In its response to the work and pension committee's report, Protecting pension savers—five years on from the Pension Freedoms: Accessing pension savings report, the government said it shares the committee’s desire to see increased take up of the free guidance through Pension Wise, however argued it does not wish to “compel those who do not wish or may not need to receive guidance”.
It said the stronger nudge to pension guidance will ensure that individuals in scope will not be able to access their defined contribution pension savings unless they either receive Pension Wise guidance or express a firm and clear preference to opt out of guidance.
It also allows schemes to offer to book members an appointment at the earliest point possible, before they have made a final decision about access.
“We believe this approach gives strong encouragement towards those who may benefit from guidance to take up the offer of a Pension Wise appointment before accessing their defined contribution (DC) pension savings,” it said.
“We do not believe that it is appropriate to set a target figure for Pension Wise uptake, as we believe the decision to take up guidance is a personal one, which is affected by a variety of individual circumstances.
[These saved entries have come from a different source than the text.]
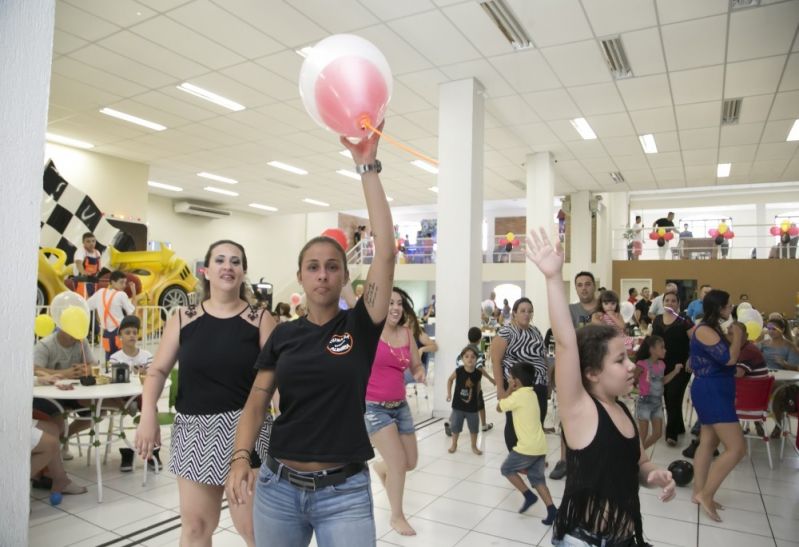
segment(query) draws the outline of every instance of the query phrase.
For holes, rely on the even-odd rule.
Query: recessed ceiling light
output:
[[[219,106],[223,106],[229,110],[233,110],[234,112],[244,110],[245,108],[244,105],[241,105],[236,101],[231,101],[230,99],[223,97],[222,95],[217,95],[213,91],[208,91],[207,89],[203,89],[194,84],[190,84],[189,82],[183,82],[178,86],[178,89],[181,91],[185,91],[186,93],[191,93],[195,97],[199,97],[201,99],[205,99],[206,101],[210,101],[214,104],[218,104]]]
[[[58,144],[66,144],[67,146],[74,146],[75,148],[84,148],[86,150],[88,150],[89,148],[94,148],[94,145],[90,142],[79,141],[78,139],[64,137],[63,135],[56,135],[55,133],[46,133],[46,136],[47,140],[50,142],[56,142]]]
[[[572,124],[572,127],[577,130],[583,139],[590,141],[596,138],[596,133],[594,133],[594,130],[588,125],[588,122],[585,121],[585,118],[574,118],[573,120],[569,120],[569,123]]]
[[[117,118],[119,120],[124,120],[126,122],[135,123],[136,125],[141,125],[148,129],[153,129],[155,131],[163,131],[166,129],[165,125],[161,125],[160,123],[151,122],[150,120],[145,120],[144,118],[139,118],[137,116],[132,116],[131,114],[125,114],[124,112],[120,112],[119,110],[114,110],[113,108],[105,107],[100,110],[100,114],[105,114],[106,116],[111,116],[112,118]]]
[[[305,59],[306,57],[308,57],[308,55],[311,54],[311,50],[313,50],[311,46],[305,46],[301,47],[300,49],[295,49],[294,53]]]
[[[357,180],[357,181],[361,180],[361,175],[359,175],[355,171],[349,171],[347,169],[337,169],[336,173],[338,173],[339,175],[341,175],[343,177],[349,177],[349,178],[351,178],[353,180]]]
[[[621,171],[613,171],[610,174],[610,178],[616,184],[621,184],[622,182],[624,182],[624,175],[621,174]]]
[[[341,154],[345,158],[352,159],[352,152],[350,152],[349,150],[341,150],[341,151],[339,151],[339,154]]]
[[[638,140],[641,141],[641,146],[647,154],[658,153],[658,147],[657,144],[655,144],[655,136],[653,134],[647,133],[646,135],[638,135]]]
[[[300,169],[299,167],[294,167],[293,165],[289,165],[288,163],[283,163],[282,161],[270,161],[267,162],[267,165],[271,165],[276,169],[282,169],[283,171],[288,171],[289,173],[294,173],[295,175],[307,175],[308,171],[305,169]]]
[[[428,188],[428,190],[430,190],[431,192],[435,192],[437,194],[438,193],[438,186],[431,186],[430,188]]]
[[[272,207],[271,205],[262,205],[262,204],[260,204],[260,203],[250,203],[249,205],[250,205],[250,207],[252,207],[253,209],[261,209],[261,210],[263,210],[263,211],[271,211],[271,212],[273,212],[273,213],[274,213],[275,211],[277,211],[277,207]]]
[[[329,203],[325,203],[324,201],[319,201],[316,199],[305,198],[302,201],[305,203],[310,203],[311,205],[318,205],[319,207],[330,207]]]
[[[413,160],[411,162],[411,165],[413,165],[414,167],[418,167],[422,171],[427,171],[428,173],[433,173],[434,175],[438,175],[438,167],[436,167],[435,165],[431,165],[426,161]]]
[[[730,167],[732,167],[731,163],[720,163],[718,167],[716,167],[716,176],[717,177],[729,177],[730,176]]]
[[[788,138],[785,139],[786,141],[799,141],[799,120],[795,120],[793,125],[791,126],[791,130],[788,132]]]
[[[236,179],[230,179],[228,177],[223,177],[222,175],[214,175],[213,173],[206,173],[205,171],[197,173],[197,176],[198,177],[202,177],[204,179],[215,180],[217,182],[224,182],[224,183],[227,183],[227,184],[238,184],[239,183],[239,181],[237,181]]]
[[[158,188],[160,190],[169,190],[170,192],[182,192],[183,188],[180,186],[172,186],[171,184],[164,184],[163,182],[155,182],[154,180],[148,180],[147,186],[150,188]]]
[[[391,196],[386,196],[386,201],[391,203],[392,201],[394,201],[394,198],[392,198]]]
[[[239,195],[237,192],[231,192],[230,190],[223,190],[222,188],[216,188],[214,186],[206,186],[205,188],[203,188],[203,190],[205,190],[206,192],[213,192],[215,194],[222,194],[224,196],[236,197]]]

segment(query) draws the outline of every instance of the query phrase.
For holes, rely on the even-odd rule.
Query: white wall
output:
[[[0,545],[28,544],[33,314],[53,0],[0,2]]]
[[[147,206],[148,239],[167,241],[183,259],[202,260],[208,245],[232,239],[247,251],[248,277],[264,277],[275,287],[274,301],[288,301],[300,292],[297,256],[305,244],[306,215],[269,216],[233,211],[224,219],[177,214],[172,200],[150,195]]]
[[[53,143],[45,148],[47,159],[52,159],[61,176],[92,198],[103,213],[146,220],[147,164]]]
We also do not support the trial of a system by which members are automatically booked a Pension Wise appointment.”
The government said the decision to use advice or guidance will depend upon individuals’ circumstances and should be understood within context.
It could be affected by an individual’s levels of financial literacy, other sources of information and guidance they may have utilised, and the makeup of their pension savings.
“We are committed to ensuring individuals have the support and information they need to make informed choices about their financial futures, striking the right balance between providing vital protections for pension savers, while also giving them freedom and choice over how they use their hard-earned savings,” it said.
Alongside the cost concerns, the government argued that it believes this intervention risks driving members towards pension guidance that may be inappropriate for them and risks further disengagement with guidance services.
Stephen Timms, chairperson of the work and pensions committee, said: “We welcome the government’s commitment to take forward work on many of the important issues we raised – for example, to extend collective defined contribution schemes and improve the data we have on what individual savers are doing.
"We remain concerned however that, without an ambitious target, take-up of Pension Wise will continue to be low. The government has rejected the committee’s recommendation for trials of automatic Pension Wise appointments, deciding instead to proceed with its ‘stronger nudge’, which the committee did not think would be enough to make receiving pensions guidance the norm. Ministers must now set out plans to monitor the impact of the stronger nudge, what they think will count as success, and set a timeline for review.”